1900 (Novocento) (1976)



Welcome to Bertolucci’s massive socialist manifest.

It is truly amazing what you can get away with when you are a famous director, known for making controversial but highly successful movies. After his success with “Last Tango in Paris”, Bertolucci got away with making what can only be described as a suicidal project.

On the face of it “1900” (“Novecento”) is a sympathetic enough idea. Two children are born on the same day in 1901 on the Berlinghieri farm in Italy. Alfredo is the grandson of the owner of the farm, the Padrone, Alfredo the Elder (Burt Lancaster), and Olmo is the illegitimate son of one of the Berlinghieri peasants. We follow them as children, young men (as Robert De Niro and Gérard Depardieu) and as adults. When Alfredo’s son Giovanni takes over, times get tough for the peasants and while Alfredo, the younger lives an idle life, Olmo becomes a glowing communist.

With the rise of fascism in Italy, the new foreman on the farm, Attila (Donald Sutherland) introduces fascist methods on the farm as well. He is an enthusiastic fascist and a complete psychopath. Olmo and the peasants have a hard time and Alfredo is too weak to dismiss Atilla when he takes over as Padrone. When the war ends, the farm becomes a communist commune with a lot of singing and dancing and incomprehensible speeches.

Sounds decent enough, except that this relatively simple story takes five hours and 15 minutes to complete! I am not kidding, I basically watched three movies worth of Italian social realism.
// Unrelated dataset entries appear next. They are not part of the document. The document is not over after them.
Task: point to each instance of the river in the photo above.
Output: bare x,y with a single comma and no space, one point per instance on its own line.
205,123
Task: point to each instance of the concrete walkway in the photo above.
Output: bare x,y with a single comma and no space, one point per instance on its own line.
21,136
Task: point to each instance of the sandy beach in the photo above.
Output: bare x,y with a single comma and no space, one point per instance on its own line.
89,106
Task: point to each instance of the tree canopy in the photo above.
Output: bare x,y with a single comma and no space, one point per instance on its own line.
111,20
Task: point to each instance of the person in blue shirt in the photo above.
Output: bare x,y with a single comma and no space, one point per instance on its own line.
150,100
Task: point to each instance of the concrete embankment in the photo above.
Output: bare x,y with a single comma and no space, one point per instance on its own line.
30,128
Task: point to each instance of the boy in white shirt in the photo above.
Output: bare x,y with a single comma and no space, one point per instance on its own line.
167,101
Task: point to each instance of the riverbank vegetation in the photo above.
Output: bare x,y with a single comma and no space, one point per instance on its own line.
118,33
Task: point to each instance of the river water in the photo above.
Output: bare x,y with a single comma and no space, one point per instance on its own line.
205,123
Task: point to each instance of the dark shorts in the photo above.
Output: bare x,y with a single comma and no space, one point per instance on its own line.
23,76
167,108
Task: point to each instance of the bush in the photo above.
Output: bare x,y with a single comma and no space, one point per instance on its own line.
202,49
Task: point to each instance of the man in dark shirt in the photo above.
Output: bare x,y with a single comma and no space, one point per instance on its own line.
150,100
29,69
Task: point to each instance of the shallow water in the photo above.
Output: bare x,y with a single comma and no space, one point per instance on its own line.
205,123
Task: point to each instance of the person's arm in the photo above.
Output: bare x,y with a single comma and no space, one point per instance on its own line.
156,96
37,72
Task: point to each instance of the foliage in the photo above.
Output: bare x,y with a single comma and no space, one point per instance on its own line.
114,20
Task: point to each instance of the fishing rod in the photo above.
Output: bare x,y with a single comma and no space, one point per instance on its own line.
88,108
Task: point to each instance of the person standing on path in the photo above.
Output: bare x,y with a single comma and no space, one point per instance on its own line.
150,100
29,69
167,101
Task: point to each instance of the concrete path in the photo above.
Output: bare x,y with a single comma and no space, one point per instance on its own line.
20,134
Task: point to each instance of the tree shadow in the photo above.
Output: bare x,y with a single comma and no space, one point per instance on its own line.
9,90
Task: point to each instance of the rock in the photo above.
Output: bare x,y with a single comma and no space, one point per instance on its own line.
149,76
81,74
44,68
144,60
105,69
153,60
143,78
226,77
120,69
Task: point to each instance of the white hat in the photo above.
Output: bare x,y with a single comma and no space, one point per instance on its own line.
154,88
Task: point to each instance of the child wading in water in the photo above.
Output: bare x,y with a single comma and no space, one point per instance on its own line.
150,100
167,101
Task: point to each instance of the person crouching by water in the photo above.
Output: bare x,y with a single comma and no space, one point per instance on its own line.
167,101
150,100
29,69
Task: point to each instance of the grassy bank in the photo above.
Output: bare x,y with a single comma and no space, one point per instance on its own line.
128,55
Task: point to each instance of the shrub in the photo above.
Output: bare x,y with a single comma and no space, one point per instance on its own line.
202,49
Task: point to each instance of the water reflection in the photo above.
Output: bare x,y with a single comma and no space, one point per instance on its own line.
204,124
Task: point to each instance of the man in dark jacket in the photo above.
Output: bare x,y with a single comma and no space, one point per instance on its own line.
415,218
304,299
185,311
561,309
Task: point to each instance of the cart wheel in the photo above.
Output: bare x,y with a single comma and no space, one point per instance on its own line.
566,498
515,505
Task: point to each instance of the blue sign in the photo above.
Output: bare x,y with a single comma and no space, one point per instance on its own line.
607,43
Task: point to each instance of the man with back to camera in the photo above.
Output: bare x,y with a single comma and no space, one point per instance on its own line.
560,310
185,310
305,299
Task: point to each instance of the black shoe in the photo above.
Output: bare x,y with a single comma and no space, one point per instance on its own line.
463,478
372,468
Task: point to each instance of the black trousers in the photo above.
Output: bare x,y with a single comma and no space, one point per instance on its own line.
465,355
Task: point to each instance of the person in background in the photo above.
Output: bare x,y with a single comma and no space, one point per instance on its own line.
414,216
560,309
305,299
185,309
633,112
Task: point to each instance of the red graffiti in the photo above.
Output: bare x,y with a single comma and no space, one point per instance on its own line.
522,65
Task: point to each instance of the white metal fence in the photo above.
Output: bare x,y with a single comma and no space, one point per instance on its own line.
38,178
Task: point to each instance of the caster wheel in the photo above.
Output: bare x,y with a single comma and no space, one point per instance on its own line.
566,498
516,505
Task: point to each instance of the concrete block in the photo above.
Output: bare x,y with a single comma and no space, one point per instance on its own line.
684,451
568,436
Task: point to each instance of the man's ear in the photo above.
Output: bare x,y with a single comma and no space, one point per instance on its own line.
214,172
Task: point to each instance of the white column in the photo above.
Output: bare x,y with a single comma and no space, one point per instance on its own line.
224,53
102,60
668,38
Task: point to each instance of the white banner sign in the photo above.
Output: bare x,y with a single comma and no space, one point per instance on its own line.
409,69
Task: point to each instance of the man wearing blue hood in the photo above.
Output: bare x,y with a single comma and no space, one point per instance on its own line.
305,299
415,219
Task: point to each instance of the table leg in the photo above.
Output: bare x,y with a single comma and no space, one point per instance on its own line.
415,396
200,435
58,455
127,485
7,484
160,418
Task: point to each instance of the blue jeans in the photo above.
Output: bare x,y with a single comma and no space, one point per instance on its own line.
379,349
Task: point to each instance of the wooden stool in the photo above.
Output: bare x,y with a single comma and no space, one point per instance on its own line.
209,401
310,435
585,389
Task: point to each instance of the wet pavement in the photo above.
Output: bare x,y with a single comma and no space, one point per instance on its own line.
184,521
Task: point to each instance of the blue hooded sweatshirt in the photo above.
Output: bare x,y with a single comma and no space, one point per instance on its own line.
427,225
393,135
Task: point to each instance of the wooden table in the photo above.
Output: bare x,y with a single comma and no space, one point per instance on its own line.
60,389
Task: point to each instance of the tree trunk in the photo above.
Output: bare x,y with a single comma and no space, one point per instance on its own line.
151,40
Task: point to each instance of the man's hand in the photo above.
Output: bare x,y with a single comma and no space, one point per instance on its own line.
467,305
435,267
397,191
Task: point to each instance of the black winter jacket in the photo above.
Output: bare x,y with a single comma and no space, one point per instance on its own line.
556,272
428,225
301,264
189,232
Long movies are not necessarily a problem if the time is well spent, but this was an ordeal.

Behind the appearance of realism this is an almost cartoonishly stylized story. The landowners are evil fascists, the peasants are the innocent heroes fighting for liberation under a communist banner. Attila and his blackshirts are evil bastards. Olmo is the hero with integrity who always does the right thing, while Alfredo is a weak man protected by his wealth who has the power but not the will to do the right thing. This story is so black and white that it is almost comical. Meanwhile we are supposed to believe that despite all this Olmo and Alfredo are best friends. Yeah…
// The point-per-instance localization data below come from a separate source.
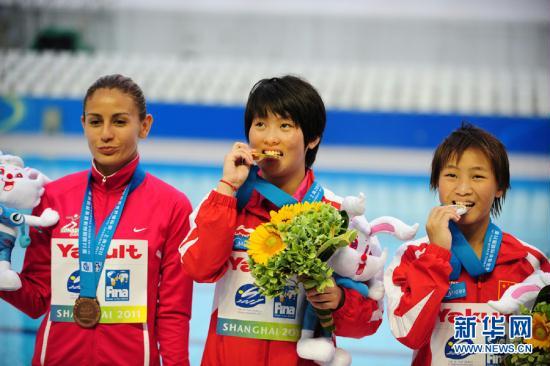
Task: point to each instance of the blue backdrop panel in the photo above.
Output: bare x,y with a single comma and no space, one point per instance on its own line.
356,128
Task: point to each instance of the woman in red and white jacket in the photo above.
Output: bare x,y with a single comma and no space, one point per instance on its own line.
144,296
466,260
284,117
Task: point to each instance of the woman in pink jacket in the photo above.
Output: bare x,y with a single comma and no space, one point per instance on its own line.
107,277
284,122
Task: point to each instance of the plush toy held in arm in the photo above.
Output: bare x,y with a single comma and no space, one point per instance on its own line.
359,266
20,189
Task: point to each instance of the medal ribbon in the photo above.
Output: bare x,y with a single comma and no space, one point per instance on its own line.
93,249
273,193
462,254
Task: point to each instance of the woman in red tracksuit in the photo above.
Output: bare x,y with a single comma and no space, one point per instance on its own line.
430,281
144,297
284,117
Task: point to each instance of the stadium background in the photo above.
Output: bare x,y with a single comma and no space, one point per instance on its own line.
396,77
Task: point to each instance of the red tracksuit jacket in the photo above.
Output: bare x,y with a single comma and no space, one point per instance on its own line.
206,256
417,281
154,212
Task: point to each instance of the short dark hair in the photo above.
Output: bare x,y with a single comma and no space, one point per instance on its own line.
125,85
289,97
470,136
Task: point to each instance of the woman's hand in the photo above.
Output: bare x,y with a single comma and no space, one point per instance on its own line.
236,166
329,299
437,226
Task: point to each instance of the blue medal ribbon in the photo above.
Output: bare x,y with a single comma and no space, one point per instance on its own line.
273,193
462,254
93,249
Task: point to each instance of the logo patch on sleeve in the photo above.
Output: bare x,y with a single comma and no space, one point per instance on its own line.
503,286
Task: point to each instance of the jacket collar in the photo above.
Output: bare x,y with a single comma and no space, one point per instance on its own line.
116,180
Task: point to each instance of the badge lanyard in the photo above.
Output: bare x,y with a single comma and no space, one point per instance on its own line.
273,193
93,249
462,253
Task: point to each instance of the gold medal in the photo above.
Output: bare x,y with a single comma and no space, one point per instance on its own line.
86,312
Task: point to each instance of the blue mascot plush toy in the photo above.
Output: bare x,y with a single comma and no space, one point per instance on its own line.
20,191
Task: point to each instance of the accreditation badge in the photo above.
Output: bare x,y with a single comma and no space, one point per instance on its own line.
122,288
244,312
443,342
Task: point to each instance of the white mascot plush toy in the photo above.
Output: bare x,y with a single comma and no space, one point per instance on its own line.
20,189
359,266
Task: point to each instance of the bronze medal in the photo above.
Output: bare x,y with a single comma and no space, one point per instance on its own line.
86,312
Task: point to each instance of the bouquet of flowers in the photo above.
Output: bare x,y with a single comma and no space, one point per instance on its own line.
540,339
294,246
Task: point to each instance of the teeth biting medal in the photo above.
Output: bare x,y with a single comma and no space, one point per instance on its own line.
461,207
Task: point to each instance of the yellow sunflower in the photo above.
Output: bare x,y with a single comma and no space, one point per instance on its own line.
264,243
287,212
541,332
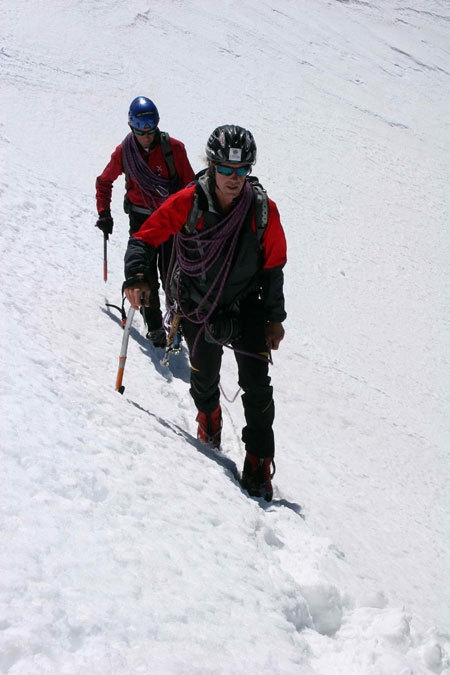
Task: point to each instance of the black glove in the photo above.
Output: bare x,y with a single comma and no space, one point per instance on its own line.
105,222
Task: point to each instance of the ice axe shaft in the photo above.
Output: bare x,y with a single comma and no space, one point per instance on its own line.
123,351
105,257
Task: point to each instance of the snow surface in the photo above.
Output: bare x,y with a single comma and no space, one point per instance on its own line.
125,547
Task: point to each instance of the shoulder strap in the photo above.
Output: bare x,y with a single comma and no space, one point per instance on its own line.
261,206
168,154
194,215
261,209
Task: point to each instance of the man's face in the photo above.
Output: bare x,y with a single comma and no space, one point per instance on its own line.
144,137
228,181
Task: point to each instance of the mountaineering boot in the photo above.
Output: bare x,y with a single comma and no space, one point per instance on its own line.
157,337
210,427
257,475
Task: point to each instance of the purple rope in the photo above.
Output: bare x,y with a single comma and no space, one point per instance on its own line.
152,186
212,242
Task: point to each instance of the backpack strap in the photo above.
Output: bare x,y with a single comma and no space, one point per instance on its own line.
168,154
194,215
261,206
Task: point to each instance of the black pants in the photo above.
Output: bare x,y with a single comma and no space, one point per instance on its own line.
152,315
253,372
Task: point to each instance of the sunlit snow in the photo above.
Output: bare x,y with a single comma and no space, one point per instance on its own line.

Bertolucci also felt a need to give us some shock effects. The sex and the nudity is tasteless, but mostly harmless. Just unnecessary, really. The cruelty of Attila on the other hand is so extreme that I seriously considered simply cutting the movie after he kills the boy, Patrizio, in one of the worst scenes I ever watched. I felt sick to the bone, and this is part of the reason it took me two weeks to get through this mess.
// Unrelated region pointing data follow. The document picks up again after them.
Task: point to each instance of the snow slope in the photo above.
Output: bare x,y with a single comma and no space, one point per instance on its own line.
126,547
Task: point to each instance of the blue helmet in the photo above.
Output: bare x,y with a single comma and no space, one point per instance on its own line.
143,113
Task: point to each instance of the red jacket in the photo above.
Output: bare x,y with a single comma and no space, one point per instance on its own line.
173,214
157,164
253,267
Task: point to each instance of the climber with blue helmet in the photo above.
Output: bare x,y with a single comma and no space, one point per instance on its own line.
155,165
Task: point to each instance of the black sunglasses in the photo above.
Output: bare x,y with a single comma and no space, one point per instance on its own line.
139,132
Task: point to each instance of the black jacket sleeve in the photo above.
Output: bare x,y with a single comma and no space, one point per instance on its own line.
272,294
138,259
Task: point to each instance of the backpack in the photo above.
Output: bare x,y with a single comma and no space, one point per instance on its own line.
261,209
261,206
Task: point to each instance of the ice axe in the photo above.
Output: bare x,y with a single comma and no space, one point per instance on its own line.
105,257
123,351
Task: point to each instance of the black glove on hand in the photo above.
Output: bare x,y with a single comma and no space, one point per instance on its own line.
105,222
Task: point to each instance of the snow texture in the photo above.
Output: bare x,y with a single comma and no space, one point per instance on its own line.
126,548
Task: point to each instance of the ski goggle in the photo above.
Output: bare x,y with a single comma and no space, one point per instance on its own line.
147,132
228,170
Because Bertolucci felt the need to drive home his points this aggressively, it feels like heavy-handed propaganda to make Moscow blush. It loses the credibility it so much wants to have, sacrificed for a political agenda and the corners it needs to cut renders large parts of the movie rather incomprehensible. The bigger sacrifice though, is that as a viewer I lose interest in the story and the characters and remember, this is a five hour long movie!

The usual problem on Italian movies with strange dubbing that disconnect the actor from his or her voice seems almost a minor issue. I chose Italian language because it is an Italian movie in Italy, but how weird is it to see Robert De Niro, Gérard Depardieu and Donald Sutherland speak Italian?

Unless you are looking for an inspiring movie for your next (very long) meeting at the local socialist revolution club, I would not recommend this movie on anybody. Find some other three movies. At least one of them will be time better spent.


  1. You are a braver person than I. My interest in seeing this faded as soon as I knew the running time. - Bea

    1. I honestly thought it was a mistake. Only when I saw it spanned two disks did it really sink in. Yet the length is not the biggest problem here. You did well evading this one.